Jerman Tersingkir dari Piala Dunia 2022, Hansi Flick Ogah Mundur dari Jabatan Pelatih

Hansi Flick ngotot latih Timnas Jerman.

Husna Rahmayunita

Pelatih kepala Jerman Hansi Flick berpidato pada konferensi pers, menjelang pertandingan sepak bola Grup 3 UEFA Nations League antara Jerman dan Hungaria, di kampus DFB (Asosiasi Sepak Bola Jerman) di Frankfurt am Main, Jerman barat, pada 22 September, 2022. ANDRE PAIN / AFP
Pelatih kepala Jerman Hansi Flick berpidato pada konferensi pers, menjelang pertandingan sepak bola Grup 3 UEFA Nations League antara Jerman dan Hungaria, di kampus DFB (Asosiasi Sepak Bola Jerman) di Frankfurt am Main, Jerman barat, pada 22 September, 2022. ANDRE PAIN / AFP

Bolatimes.com - Hansi Flick bersikukuh masih ingin melatih Timnas Jerman meski skuadnya tersingkir menyakitkan dari Piala Dunia 2022. Jerman gagal lolos ke 16 besar tetapi sang pelatih enggan meundur.

Pada matchday terakhir Grup E Piala Dunia 2022, Jerman menang dengan skor 4-2 atas Kosta Rika. Namun, kemenangan itu tak berarti lantaran di laga lain Spanyol tunduk 1-2 dari Jepang.

Der Panzer pun finis di urutan ketiga klasemen Grup E dan gagal mengunci tiket ke fase knockout Piala Dunia 2022, sama seperti edisi sebelumnya.

Hansi Flick mengungkapkan bahwa dia tidak berencana mundur karena masih terikat kontrak hingga Euro 2024, tetapi mengakui keputusan untuk tetap melatih Der Panzer ada di tangan Federasi Sepak Bola Jerman.
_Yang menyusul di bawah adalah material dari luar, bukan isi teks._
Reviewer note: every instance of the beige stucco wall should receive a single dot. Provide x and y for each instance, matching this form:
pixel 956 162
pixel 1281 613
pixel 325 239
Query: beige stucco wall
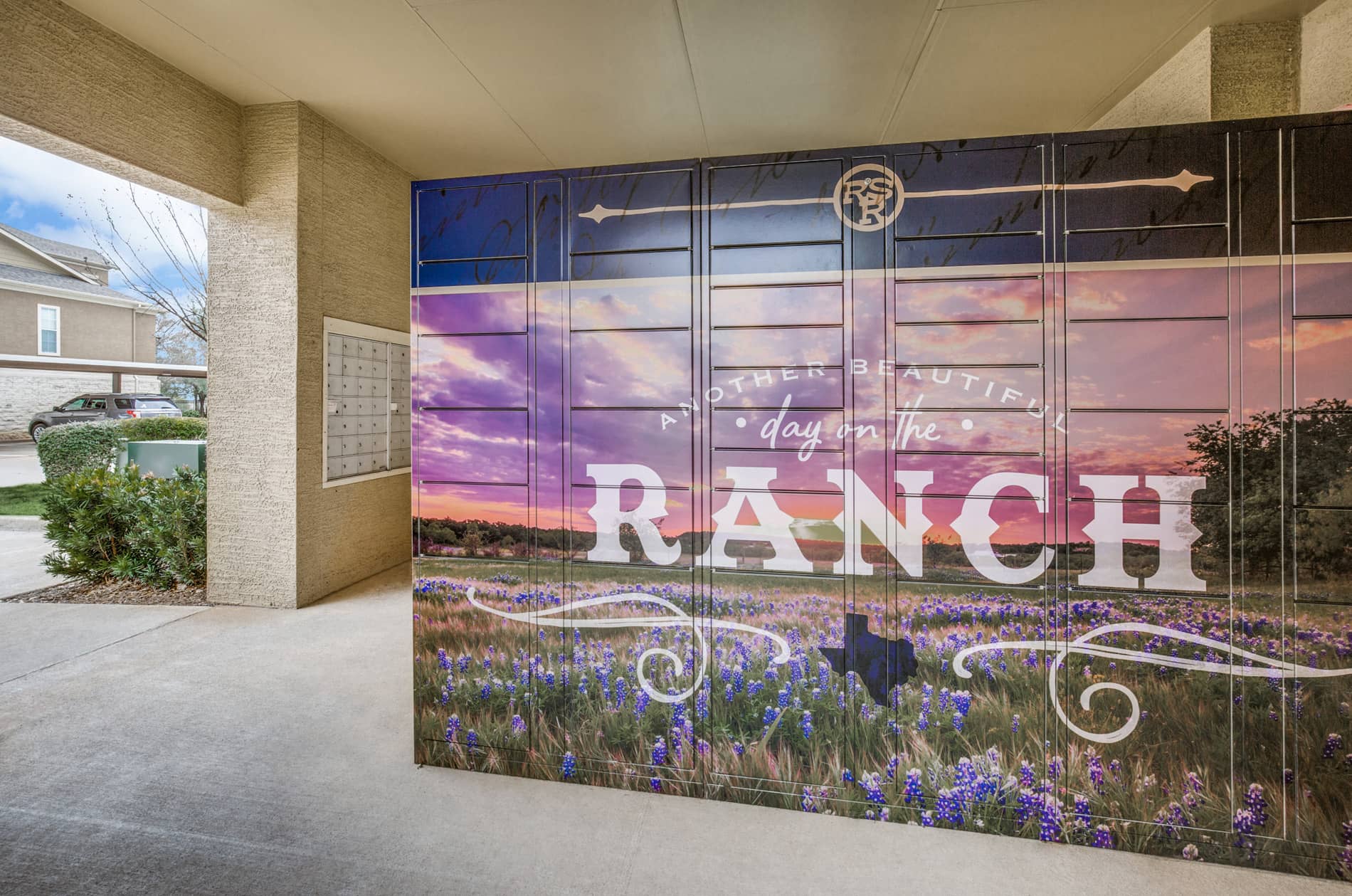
pixel 76 88
pixel 1326 57
pixel 1176 93
pixel 324 231
pixel 1255 69
pixel 88 330
pixel 354 218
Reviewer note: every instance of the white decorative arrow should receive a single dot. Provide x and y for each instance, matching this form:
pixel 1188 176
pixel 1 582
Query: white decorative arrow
pixel 1183 181
pixel 1270 668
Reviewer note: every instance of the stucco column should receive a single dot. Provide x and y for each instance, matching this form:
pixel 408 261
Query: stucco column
pixel 324 230
pixel 1255 69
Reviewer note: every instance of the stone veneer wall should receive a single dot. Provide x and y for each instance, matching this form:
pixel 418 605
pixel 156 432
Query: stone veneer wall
pixel 26 392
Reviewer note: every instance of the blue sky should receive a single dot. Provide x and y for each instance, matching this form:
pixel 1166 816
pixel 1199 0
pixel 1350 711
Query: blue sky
pixel 60 199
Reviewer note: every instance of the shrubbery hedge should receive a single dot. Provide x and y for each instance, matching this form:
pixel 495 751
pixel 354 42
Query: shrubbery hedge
pixel 81 446
pixel 120 525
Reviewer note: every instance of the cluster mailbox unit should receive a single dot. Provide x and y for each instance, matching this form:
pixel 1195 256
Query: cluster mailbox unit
pixel 1000 484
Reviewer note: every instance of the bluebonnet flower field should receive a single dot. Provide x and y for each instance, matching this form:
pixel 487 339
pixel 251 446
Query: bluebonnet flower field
pixel 548 695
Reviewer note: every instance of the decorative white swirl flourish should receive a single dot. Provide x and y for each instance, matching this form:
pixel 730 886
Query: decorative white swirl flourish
pixel 1082 645
pixel 676 619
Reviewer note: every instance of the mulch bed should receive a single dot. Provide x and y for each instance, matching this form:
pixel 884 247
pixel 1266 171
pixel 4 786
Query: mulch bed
pixel 111 592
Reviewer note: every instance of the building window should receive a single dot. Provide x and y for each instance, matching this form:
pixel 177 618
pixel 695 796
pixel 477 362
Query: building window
pixel 49 330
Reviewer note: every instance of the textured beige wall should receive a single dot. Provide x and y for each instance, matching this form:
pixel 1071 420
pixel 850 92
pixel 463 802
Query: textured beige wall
pixel 88 330
pixel 252 303
pixel 1326 57
pixel 354 265
pixel 1257 69
pixel 76 88
pixel 1176 93
pixel 324 231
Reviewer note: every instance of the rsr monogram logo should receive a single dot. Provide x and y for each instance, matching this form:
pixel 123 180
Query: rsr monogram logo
pixel 863 194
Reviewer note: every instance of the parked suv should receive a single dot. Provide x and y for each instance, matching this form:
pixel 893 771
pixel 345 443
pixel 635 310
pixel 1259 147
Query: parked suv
pixel 103 406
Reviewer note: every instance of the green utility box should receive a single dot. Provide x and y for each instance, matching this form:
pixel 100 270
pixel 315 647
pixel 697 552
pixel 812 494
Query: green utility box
pixel 162 457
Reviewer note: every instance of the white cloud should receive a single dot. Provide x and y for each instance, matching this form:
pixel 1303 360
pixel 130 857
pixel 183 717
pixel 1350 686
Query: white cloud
pixel 31 179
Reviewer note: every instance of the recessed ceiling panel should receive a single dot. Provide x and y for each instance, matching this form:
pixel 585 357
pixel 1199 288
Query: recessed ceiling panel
pixel 803 73
pixel 590 83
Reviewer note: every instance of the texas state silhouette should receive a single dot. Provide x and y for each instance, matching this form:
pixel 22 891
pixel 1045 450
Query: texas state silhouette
pixel 882 664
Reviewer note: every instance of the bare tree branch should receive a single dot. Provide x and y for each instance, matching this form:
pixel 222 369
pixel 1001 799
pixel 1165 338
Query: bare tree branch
pixel 175 236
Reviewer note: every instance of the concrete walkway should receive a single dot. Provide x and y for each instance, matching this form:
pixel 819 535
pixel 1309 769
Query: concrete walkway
pixel 237 750
pixel 19 464
pixel 22 549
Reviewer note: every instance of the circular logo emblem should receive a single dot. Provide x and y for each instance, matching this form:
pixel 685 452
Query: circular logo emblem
pixel 863 196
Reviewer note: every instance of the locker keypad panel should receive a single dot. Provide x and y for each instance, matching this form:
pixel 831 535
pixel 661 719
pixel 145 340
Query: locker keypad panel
pixel 365 406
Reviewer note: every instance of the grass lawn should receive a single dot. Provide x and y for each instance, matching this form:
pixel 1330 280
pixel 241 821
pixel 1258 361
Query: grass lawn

"Dari sisi saya, tidak ada alasan untuk tidak melanjutkan (pekerjaan) ini," tambahnya yang dikutip AFP pada Kamis (01/12).

"Saya menikmatinya, kami memiliki pemain bagus yang datang."

Mantan pelatih Bayern Munchen itu menyerukan adanya perubahan pada pengembangan pemain muda sepak bola Jerman dan mengatakan mereka perlu mencari cara agar bisa mengejar negara-negara lain.

"Kami memiliki pemain yang bermain dengan klub top dan kami memiliki kualitas (tetapi) saya percaya bahwa untuk masa depan sepak bola Jerman, kami perlu melakukan hal berbeda dalam latihan," kata Flick.

"Akan sangat penting untuk fokus pada generasi baru pesepak bola. Ada pemain bagus untuk masa depan, tetapi untuk sepuluh tahun ke depan, sangat penting bagi kami untuk membuat langkah yang tepat sekarang," tutupnya.